Tym samym Polska stała się czwartą najliczniejszą nacją odwiedzającą Maderę. Na podium znajdują się kolejno Niemcy, Brytyjczycy i Francuzi. W sumie w 2024 roku na Maderę dotarło blisko 2,5 mln podróżnych. Jak widać, turystów nie zniechęciły choćby pożary, które niespodziewanie przed rokiem dały się tam mocno we znaki.
Z Polski na Maderę leci się prawie 6 godzin z Wizz Airem. Ale i tak warto
Madera jest przede wszystkim rajem dla aktywnych turystów, którzy lubią spędzać czas na górskich wycieczkach. Jedną z najpopularniejszych rozrywek jest tam wędrowanie wzdłuż levad, czyli specjalnych kanałów, którymi z górskich szczytów spływa woda do miast. Do niedawna była to darmowa atrakcja, teraz coraz częściej trzeba za to zapłacić.
Wielu turystów decyduje się także na zdobycie najwyższego szczytu archipelagu, czyli Pico Ruivo. Mierzy on 1 862 m n.p.m. i jest trzecim pod względem wielkości szczytem Portugalii. Dodatkowo przy dobrej pogodzie z jego szczytu rozciągają się niesamowite widoki.

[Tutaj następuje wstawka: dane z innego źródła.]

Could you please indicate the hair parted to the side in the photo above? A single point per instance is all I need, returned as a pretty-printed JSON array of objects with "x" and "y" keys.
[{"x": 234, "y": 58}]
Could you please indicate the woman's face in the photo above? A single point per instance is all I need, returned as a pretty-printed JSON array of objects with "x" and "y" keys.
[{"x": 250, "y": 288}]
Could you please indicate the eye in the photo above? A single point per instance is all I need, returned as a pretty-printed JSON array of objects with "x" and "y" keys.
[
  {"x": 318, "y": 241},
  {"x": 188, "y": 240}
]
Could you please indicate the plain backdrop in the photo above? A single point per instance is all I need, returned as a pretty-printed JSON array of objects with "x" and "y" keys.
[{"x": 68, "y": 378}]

Mniej aktywni turyści również nie będą narzekać tam na nudę. Zawsze mogą udać się na czarną plażę Seixal, albo zobaczyć las Fanal. Jest on pełen starych wawrzynów, które bardzo często skrywają się za gęstą mgłą. Dzięki temu miejsce to ma niesamowity klimat.
Wszystko to Polacy mogą zobaczyć w ramach bezpośrednich podróży. Najczęściej latamy tam na własną rękę na pokładach Wizz Aira, który oferuje tam połączenia z Warszawy, Gdańska i Katowic. Zainteresowanie wyspą wykorzystują też biura podróży. Na pokładzie samolotów czarterowych można tam polecieć m.in. z Rainbow, Itaką, czy TUI. Podróż w jedną stronę trwa jednak ok. 5-6 godzin. Wszystko zależy od tego, skąd startujecie.